A sound came out of her then as she clutched at the railing. It reminded him of the mewling of a cat. “I don’t like this,” she said.

“That doesn’t matter,” said Lowboy. He was moving again. “It’s not for me Emily. It’s for everyone else.”

“Heller—” she said, then covered her eyes with her hand. She was watching him through the cracks between her fingers. “Stay where you are for one second. Could you do that, please, Heller? I don’t think I can—”

“Emily,” he said. He was at the steps now. “It’s getting hotter Emily. You can’t deny that.” His left hand closed playfully around the railing. “If you tried to deny it something bad would happen.”

The mewling came again but nothing else. He said her name softly to see if she answered but she gave no sign at all. Had it happened again had his voice been disabled. What about her, he thought. What about Emily. Could she have done it.

He looked up and showed her his Will Heller face.

“I’m sorry to do this,” somebody was saying. He was saying it himself. “I don’t want to upset you. I’m upsetting you Emily. I can see it. I’m sorry to do this.” He took a deep breath. “The truth is that I feel a little sick.”

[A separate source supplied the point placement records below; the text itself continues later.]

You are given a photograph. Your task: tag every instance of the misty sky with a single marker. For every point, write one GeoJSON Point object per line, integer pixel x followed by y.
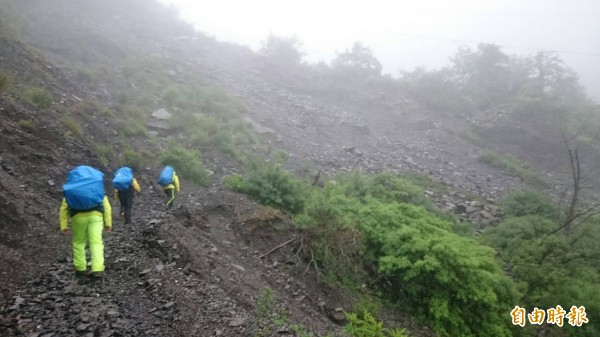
{"type": "Point", "coordinates": [407, 34]}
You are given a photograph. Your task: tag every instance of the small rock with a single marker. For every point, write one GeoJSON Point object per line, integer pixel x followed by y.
{"type": "Point", "coordinates": [240, 268]}
{"type": "Point", "coordinates": [112, 313]}
{"type": "Point", "coordinates": [81, 327]}
{"type": "Point", "coordinates": [238, 321]}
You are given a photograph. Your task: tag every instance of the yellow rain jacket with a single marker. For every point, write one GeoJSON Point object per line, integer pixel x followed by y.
{"type": "Point", "coordinates": [87, 228]}
{"type": "Point", "coordinates": [174, 185]}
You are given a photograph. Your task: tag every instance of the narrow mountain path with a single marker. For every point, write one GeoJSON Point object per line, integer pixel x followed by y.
{"type": "Point", "coordinates": [194, 270]}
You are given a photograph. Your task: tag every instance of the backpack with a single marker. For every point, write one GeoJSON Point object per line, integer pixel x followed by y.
{"type": "Point", "coordinates": [84, 189]}
{"type": "Point", "coordinates": [166, 176]}
{"type": "Point", "coordinates": [123, 179]}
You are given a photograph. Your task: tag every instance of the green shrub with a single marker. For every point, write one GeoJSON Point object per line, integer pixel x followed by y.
{"type": "Point", "coordinates": [527, 202]}
{"type": "Point", "coordinates": [187, 164]}
{"type": "Point", "coordinates": [4, 80]}
{"type": "Point", "coordinates": [362, 224]}
{"type": "Point", "coordinates": [235, 182]}
{"type": "Point", "coordinates": [132, 159]}
{"type": "Point", "coordinates": [72, 125]}
{"type": "Point", "coordinates": [27, 125]}
{"type": "Point", "coordinates": [366, 325]}
{"type": "Point", "coordinates": [271, 185]}
{"type": "Point", "coordinates": [39, 97]}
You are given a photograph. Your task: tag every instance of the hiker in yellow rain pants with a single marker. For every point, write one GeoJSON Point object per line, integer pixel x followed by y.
{"type": "Point", "coordinates": [87, 227]}
{"type": "Point", "coordinates": [170, 190]}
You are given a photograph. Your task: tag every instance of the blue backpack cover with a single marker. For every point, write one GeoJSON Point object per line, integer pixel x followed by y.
{"type": "Point", "coordinates": [166, 176]}
{"type": "Point", "coordinates": [84, 189]}
{"type": "Point", "coordinates": [123, 178]}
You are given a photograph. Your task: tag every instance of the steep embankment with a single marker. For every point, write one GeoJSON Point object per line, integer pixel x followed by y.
{"type": "Point", "coordinates": [199, 270]}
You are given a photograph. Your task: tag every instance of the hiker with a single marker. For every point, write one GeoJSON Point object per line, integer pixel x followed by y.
{"type": "Point", "coordinates": [170, 182]}
{"type": "Point", "coordinates": [125, 185]}
{"type": "Point", "coordinates": [88, 208]}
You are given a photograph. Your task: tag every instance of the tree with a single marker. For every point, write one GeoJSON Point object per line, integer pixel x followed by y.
{"type": "Point", "coordinates": [359, 61]}
{"type": "Point", "coordinates": [282, 51]}
{"type": "Point", "coordinates": [484, 74]}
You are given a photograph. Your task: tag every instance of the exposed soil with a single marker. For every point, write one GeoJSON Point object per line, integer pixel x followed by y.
{"type": "Point", "coordinates": [201, 268]}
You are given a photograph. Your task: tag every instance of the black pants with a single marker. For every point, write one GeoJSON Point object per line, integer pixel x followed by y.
{"type": "Point", "coordinates": [126, 201]}
{"type": "Point", "coordinates": [170, 193]}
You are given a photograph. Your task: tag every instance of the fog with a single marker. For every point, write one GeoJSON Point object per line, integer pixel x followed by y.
{"type": "Point", "coordinates": [404, 35]}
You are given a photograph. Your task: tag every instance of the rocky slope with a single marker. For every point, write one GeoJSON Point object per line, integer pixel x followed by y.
{"type": "Point", "coordinates": [201, 269]}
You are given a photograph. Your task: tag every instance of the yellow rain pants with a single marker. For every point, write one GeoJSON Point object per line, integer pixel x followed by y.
{"type": "Point", "coordinates": [87, 227]}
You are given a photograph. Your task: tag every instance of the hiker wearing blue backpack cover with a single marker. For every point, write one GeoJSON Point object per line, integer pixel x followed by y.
{"type": "Point", "coordinates": [125, 185]}
{"type": "Point", "coordinates": [170, 182]}
{"type": "Point", "coordinates": [87, 207]}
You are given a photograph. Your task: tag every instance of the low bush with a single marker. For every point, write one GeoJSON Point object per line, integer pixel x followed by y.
{"type": "Point", "coordinates": [365, 325]}
{"type": "Point", "coordinates": [27, 125]}
{"type": "Point", "coordinates": [72, 125]}
{"type": "Point", "coordinates": [4, 80]}
{"type": "Point", "coordinates": [271, 185]}
{"type": "Point", "coordinates": [365, 228]}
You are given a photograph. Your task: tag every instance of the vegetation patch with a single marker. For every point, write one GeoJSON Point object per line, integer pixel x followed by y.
{"type": "Point", "coordinates": [27, 125]}
{"type": "Point", "coordinates": [4, 80]}
{"type": "Point", "coordinates": [72, 125]}
{"type": "Point", "coordinates": [377, 230]}
{"type": "Point", "coordinates": [269, 184]}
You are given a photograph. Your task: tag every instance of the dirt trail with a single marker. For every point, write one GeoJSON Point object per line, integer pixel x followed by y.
{"type": "Point", "coordinates": [191, 271]}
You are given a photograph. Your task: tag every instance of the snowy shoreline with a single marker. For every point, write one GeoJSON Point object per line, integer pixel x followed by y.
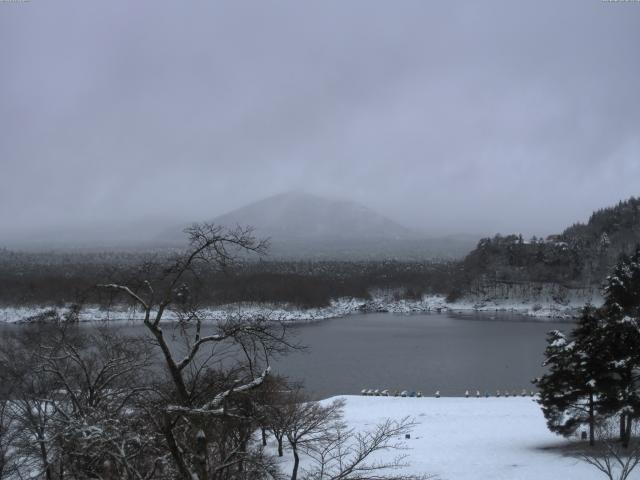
{"type": "Point", "coordinates": [471, 438]}
{"type": "Point", "coordinates": [337, 309]}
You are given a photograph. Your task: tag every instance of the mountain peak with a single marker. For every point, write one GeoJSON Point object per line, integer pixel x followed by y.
{"type": "Point", "coordinates": [298, 215]}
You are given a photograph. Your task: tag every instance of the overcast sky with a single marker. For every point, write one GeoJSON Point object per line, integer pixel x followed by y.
{"type": "Point", "coordinates": [461, 116]}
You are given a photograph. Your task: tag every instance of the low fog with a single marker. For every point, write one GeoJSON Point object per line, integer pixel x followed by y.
{"type": "Point", "coordinates": [446, 117]}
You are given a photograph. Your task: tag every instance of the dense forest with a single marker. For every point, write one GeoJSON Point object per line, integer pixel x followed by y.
{"type": "Point", "coordinates": [582, 255]}
{"type": "Point", "coordinates": [578, 257]}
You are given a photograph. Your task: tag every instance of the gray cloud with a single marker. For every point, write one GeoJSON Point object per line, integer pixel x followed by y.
{"type": "Point", "coordinates": [447, 116]}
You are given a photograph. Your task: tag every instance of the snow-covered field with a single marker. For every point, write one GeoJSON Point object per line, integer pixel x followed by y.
{"type": "Point", "coordinates": [338, 308]}
{"type": "Point", "coordinates": [474, 438]}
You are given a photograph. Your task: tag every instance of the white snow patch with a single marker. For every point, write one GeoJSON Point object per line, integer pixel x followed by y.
{"type": "Point", "coordinates": [471, 439]}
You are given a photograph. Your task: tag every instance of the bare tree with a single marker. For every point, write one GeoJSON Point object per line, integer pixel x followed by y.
{"type": "Point", "coordinates": [71, 403]}
{"type": "Point", "coordinates": [197, 399]}
{"type": "Point", "coordinates": [344, 454]}
{"type": "Point", "coordinates": [308, 424]}
{"type": "Point", "coordinates": [610, 456]}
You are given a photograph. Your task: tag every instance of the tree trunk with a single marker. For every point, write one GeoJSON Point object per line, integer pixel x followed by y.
{"type": "Point", "coordinates": [627, 432]}
{"type": "Point", "coordinates": [296, 463]}
{"type": "Point", "coordinates": [201, 455]}
{"type": "Point", "coordinates": [45, 459]}
{"type": "Point", "coordinates": [591, 421]}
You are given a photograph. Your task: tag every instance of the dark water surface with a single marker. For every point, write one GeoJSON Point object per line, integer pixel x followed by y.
{"type": "Point", "coordinates": [427, 352]}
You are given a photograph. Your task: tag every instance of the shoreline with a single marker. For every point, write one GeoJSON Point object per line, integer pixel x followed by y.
{"type": "Point", "coordinates": [337, 309]}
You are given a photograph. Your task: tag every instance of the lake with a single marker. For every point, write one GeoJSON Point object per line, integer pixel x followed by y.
{"type": "Point", "coordinates": [427, 352]}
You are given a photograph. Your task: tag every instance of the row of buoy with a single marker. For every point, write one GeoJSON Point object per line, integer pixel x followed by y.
{"type": "Point", "coordinates": [406, 393]}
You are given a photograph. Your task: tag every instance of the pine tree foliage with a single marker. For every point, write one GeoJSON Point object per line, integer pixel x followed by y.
{"type": "Point", "coordinates": [594, 372]}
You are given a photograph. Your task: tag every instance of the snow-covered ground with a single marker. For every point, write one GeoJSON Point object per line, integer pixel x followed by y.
{"type": "Point", "coordinates": [338, 308]}
{"type": "Point", "coordinates": [474, 438]}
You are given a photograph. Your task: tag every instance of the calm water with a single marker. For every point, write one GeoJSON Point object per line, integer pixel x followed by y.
{"type": "Point", "coordinates": [427, 352]}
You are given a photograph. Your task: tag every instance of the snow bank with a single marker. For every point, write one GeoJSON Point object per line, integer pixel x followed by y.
{"type": "Point", "coordinates": [471, 439]}
{"type": "Point", "coordinates": [338, 308]}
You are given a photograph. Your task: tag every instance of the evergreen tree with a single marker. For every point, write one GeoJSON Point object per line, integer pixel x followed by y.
{"type": "Point", "coordinates": [620, 349]}
{"type": "Point", "coordinates": [568, 391]}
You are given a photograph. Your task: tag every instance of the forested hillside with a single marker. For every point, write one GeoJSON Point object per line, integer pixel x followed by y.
{"type": "Point", "coordinates": [580, 256]}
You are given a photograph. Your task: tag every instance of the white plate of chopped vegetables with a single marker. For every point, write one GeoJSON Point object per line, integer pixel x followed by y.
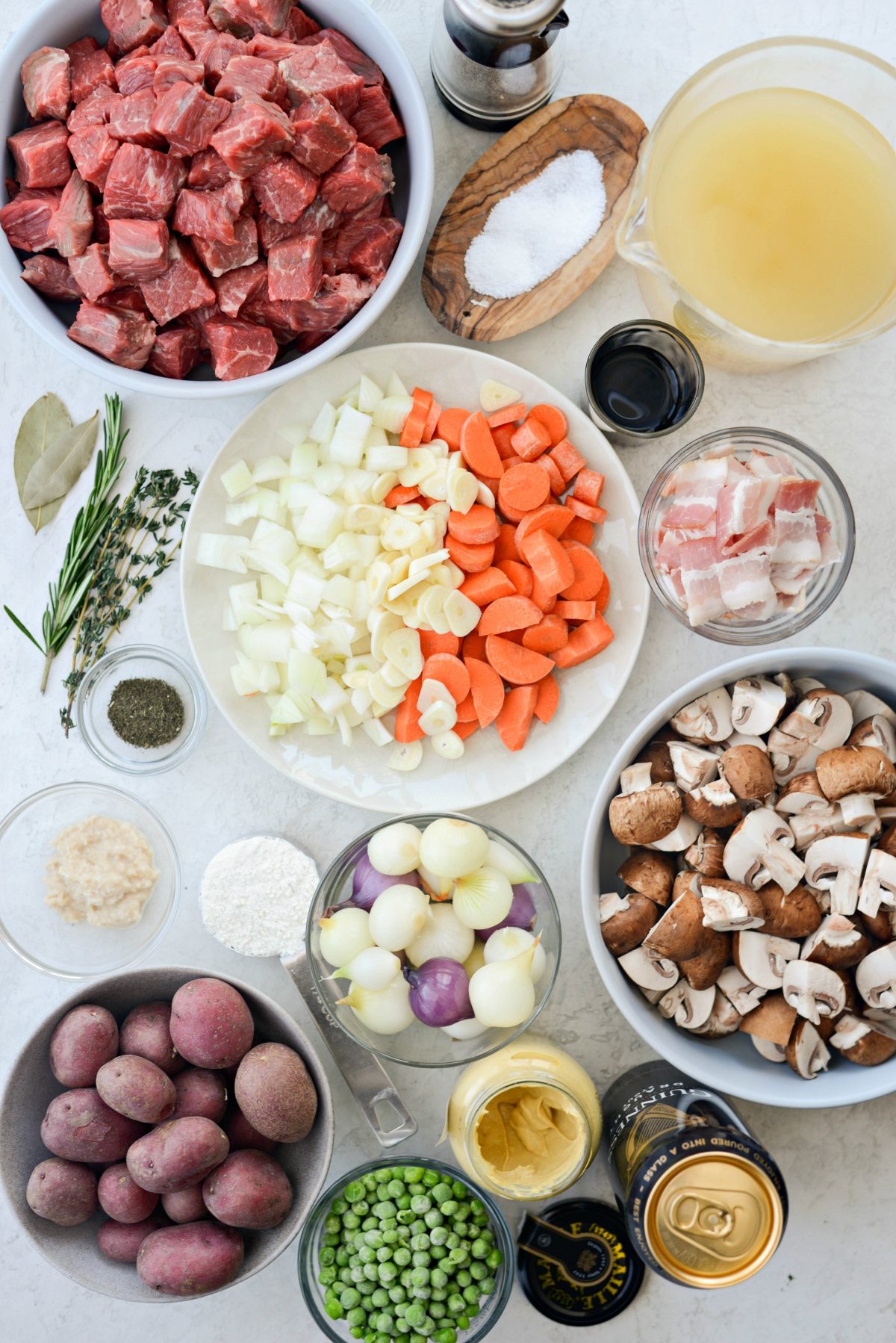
{"type": "Point", "coordinates": [395, 602]}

Nothing happened then. The Musaquontas whispered underneath them. Finally she nodded and coughed into her hand. “I know that, Heller. I got freaked out, that’s all. Just please try not to—”

“I want to tell you something Emily. A human interest story. I read it or I saw it on the news.”

She was on the third step by the time he’d finished. The third step already. He blinked his eyes and she was on the fourth. “Stop staring at me like that, Heller. You look like somebody else. You look like you want to—”

“Do you know the Great Lakes Emily? In the Great Lakes there’s a problem with the fish.” He looked at her. “The fish are extincting, all right? No more babies.”

“Heller,” she whined. “If you don’t stop right now—”

“Shut your mouth Emily. Scientists came and found one kind of fish it might have been a perch. Do you know what a perch is?” He blinked at her. “A small fish and greenish. Not pretty.”

She nodded at him from the fifth step. How many steps in all was it eleven. Was she trembling now. Was she crying. Black hair flat across her face like tinted glass.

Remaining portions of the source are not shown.